Today, of course, most people use “monopolist” to condemn successful businesses who “control” a substantial fraction of the total market solely by selling goods and services to consenting customers on mutually agreed terms.
For what it’s worth, Apple has about a 40 percent share of smart phone sales—and this is an industry that Apple pioneered.
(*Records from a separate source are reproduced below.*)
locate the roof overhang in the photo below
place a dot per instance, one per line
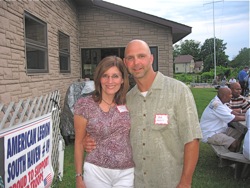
(179, 31)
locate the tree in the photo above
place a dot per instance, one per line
(242, 59)
(188, 47)
(207, 53)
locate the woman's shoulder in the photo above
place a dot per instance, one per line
(85, 99)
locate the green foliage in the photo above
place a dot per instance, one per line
(188, 47)
(242, 59)
(207, 53)
(186, 78)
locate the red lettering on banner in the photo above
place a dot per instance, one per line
(39, 168)
(37, 181)
(20, 183)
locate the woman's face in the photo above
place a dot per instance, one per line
(111, 81)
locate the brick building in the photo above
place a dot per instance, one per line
(47, 45)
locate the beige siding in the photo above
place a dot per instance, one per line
(100, 28)
(15, 83)
(87, 28)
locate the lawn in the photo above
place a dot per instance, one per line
(207, 173)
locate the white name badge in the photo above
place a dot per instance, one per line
(122, 108)
(161, 119)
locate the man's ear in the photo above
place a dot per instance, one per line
(152, 59)
(124, 61)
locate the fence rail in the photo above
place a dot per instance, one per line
(24, 110)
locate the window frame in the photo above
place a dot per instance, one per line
(63, 53)
(39, 47)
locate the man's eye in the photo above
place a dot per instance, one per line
(129, 58)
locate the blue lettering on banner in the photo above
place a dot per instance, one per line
(20, 142)
(43, 131)
(16, 168)
(33, 156)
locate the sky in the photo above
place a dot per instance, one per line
(227, 20)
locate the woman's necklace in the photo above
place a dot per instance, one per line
(109, 104)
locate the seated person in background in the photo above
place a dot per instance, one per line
(246, 144)
(238, 102)
(214, 122)
(232, 80)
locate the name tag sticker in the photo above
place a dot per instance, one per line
(161, 119)
(122, 108)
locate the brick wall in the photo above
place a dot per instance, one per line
(15, 83)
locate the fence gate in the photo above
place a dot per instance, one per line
(24, 110)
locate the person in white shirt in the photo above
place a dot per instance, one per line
(214, 122)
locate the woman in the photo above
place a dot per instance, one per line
(105, 117)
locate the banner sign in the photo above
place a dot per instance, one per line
(25, 154)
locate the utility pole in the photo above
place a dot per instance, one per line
(214, 38)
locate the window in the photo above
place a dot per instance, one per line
(91, 57)
(64, 53)
(36, 45)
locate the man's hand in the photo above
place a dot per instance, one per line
(89, 143)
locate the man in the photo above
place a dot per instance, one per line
(165, 129)
(241, 76)
(238, 103)
(215, 119)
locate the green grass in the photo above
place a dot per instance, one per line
(207, 173)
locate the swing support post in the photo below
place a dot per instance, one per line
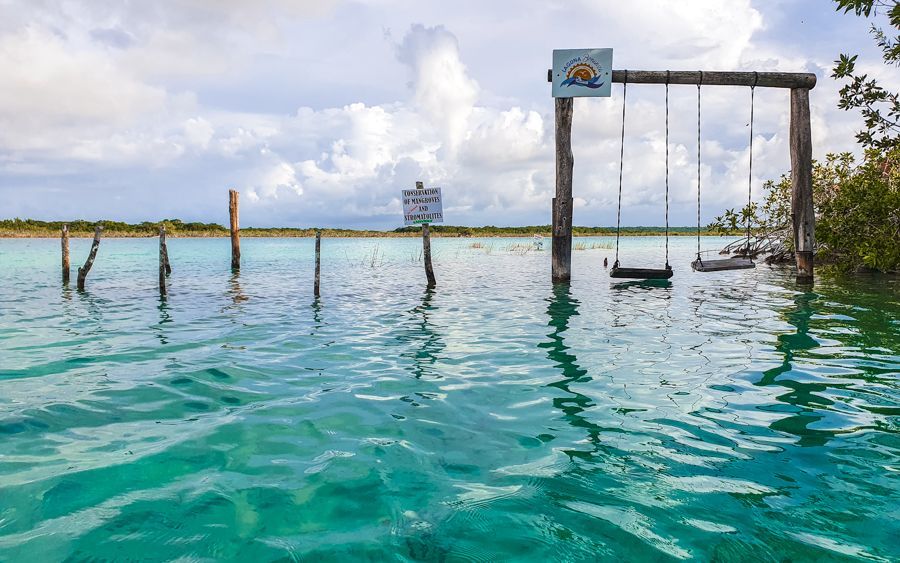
(802, 210)
(562, 203)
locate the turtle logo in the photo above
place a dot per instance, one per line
(583, 74)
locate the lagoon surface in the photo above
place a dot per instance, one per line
(727, 416)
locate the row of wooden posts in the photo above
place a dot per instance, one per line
(165, 267)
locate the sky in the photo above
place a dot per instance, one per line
(319, 112)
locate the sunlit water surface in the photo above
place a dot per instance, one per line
(728, 416)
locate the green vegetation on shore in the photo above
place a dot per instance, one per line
(32, 228)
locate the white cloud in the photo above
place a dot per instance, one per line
(186, 89)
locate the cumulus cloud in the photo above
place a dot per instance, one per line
(89, 90)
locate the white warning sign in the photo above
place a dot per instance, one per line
(422, 206)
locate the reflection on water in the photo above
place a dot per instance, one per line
(716, 417)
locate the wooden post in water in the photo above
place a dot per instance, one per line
(426, 247)
(562, 203)
(235, 230)
(65, 248)
(802, 209)
(318, 269)
(83, 271)
(164, 268)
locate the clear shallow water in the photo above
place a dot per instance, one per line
(728, 416)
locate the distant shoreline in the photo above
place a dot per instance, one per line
(175, 228)
(325, 234)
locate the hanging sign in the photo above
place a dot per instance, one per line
(579, 73)
(422, 206)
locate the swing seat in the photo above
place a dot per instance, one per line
(722, 264)
(641, 273)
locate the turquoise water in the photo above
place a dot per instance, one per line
(730, 416)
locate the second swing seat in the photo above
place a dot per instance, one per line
(641, 273)
(722, 264)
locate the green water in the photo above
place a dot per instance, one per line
(730, 417)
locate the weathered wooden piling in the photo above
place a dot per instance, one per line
(802, 210)
(164, 268)
(426, 247)
(235, 230)
(65, 250)
(318, 262)
(83, 271)
(561, 268)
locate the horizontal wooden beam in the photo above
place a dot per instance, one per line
(713, 78)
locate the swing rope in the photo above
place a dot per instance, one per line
(667, 169)
(621, 166)
(750, 168)
(698, 164)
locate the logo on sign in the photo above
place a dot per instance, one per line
(583, 71)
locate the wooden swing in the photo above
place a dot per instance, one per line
(736, 262)
(641, 273)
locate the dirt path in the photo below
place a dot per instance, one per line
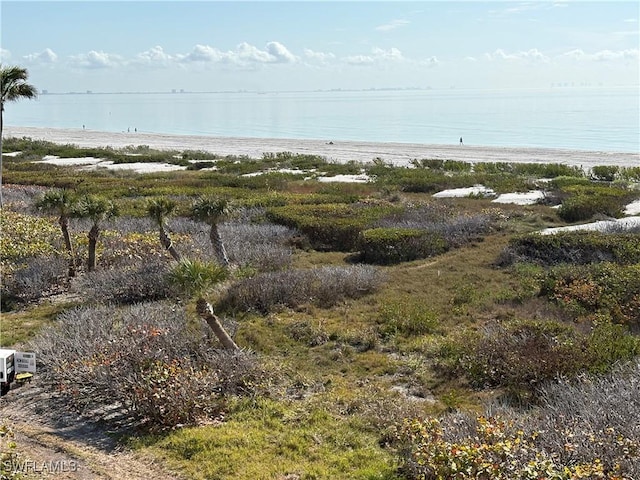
(53, 443)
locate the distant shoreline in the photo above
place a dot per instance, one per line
(338, 151)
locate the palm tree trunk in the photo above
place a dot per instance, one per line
(206, 312)
(218, 246)
(166, 242)
(93, 241)
(64, 226)
(1, 128)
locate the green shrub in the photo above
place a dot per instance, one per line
(324, 287)
(196, 276)
(330, 226)
(606, 289)
(520, 356)
(395, 245)
(572, 247)
(10, 460)
(604, 173)
(147, 361)
(408, 316)
(586, 201)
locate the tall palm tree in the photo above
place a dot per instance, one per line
(159, 209)
(212, 210)
(97, 209)
(62, 203)
(13, 86)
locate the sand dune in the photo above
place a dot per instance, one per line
(339, 151)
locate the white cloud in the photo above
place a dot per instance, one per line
(245, 54)
(203, 53)
(318, 56)
(392, 25)
(96, 60)
(433, 61)
(46, 56)
(603, 55)
(532, 55)
(393, 54)
(359, 60)
(155, 56)
(280, 53)
(378, 56)
(249, 53)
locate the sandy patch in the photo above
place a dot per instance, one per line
(53, 160)
(345, 178)
(139, 167)
(465, 192)
(523, 198)
(396, 153)
(633, 208)
(626, 223)
(279, 170)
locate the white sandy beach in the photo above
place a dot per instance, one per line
(342, 151)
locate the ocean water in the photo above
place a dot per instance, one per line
(574, 118)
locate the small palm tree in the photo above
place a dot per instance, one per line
(97, 209)
(195, 278)
(13, 86)
(212, 210)
(62, 203)
(158, 210)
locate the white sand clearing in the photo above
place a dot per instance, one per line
(633, 208)
(465, 192)
(521, 198)
(626, 223)
(339, 151)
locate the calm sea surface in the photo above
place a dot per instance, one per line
(584, 118)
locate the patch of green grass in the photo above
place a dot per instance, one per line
(270, 440)
(17, 328)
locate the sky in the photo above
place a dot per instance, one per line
(160, 46)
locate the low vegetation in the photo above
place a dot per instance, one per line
(269, 326)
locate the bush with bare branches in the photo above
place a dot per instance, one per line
(148, 361)
(583, 428)
(324, 287)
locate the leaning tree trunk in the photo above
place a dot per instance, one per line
(166, 242)
(1, 127)
(64, 226)
(218, 246)
(93, 241)
(205, 310)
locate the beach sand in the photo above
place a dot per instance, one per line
(338, 151)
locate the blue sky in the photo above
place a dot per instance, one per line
(301, 45)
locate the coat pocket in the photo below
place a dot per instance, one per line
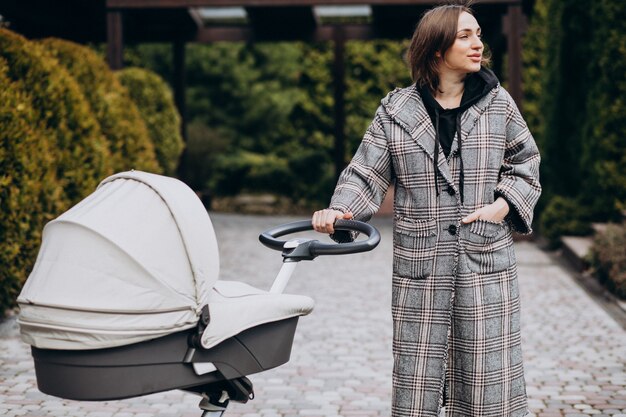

That predatory lawyers can tie up companies in court under antitrust laws, when the companies do less than half of the business in an industry, illustrates the absurdities of those laws.
Let’s take a closer look at the claims against Apple, from the Reuters story:
iPhone app purchasers may sue Apple Inc over allegations that the company monopolized the market for iPhone apps by not allowing users to purchase them outside the App Store, leading to higher prices, a U.S. appeals court ruled. . . .
A lower court sided with Apple, but Judge William A. Fletcher ruled that iPhone users purchase apps directly from Apple, which gives iPhone users the right to bring a legal challenge against Apple. . . .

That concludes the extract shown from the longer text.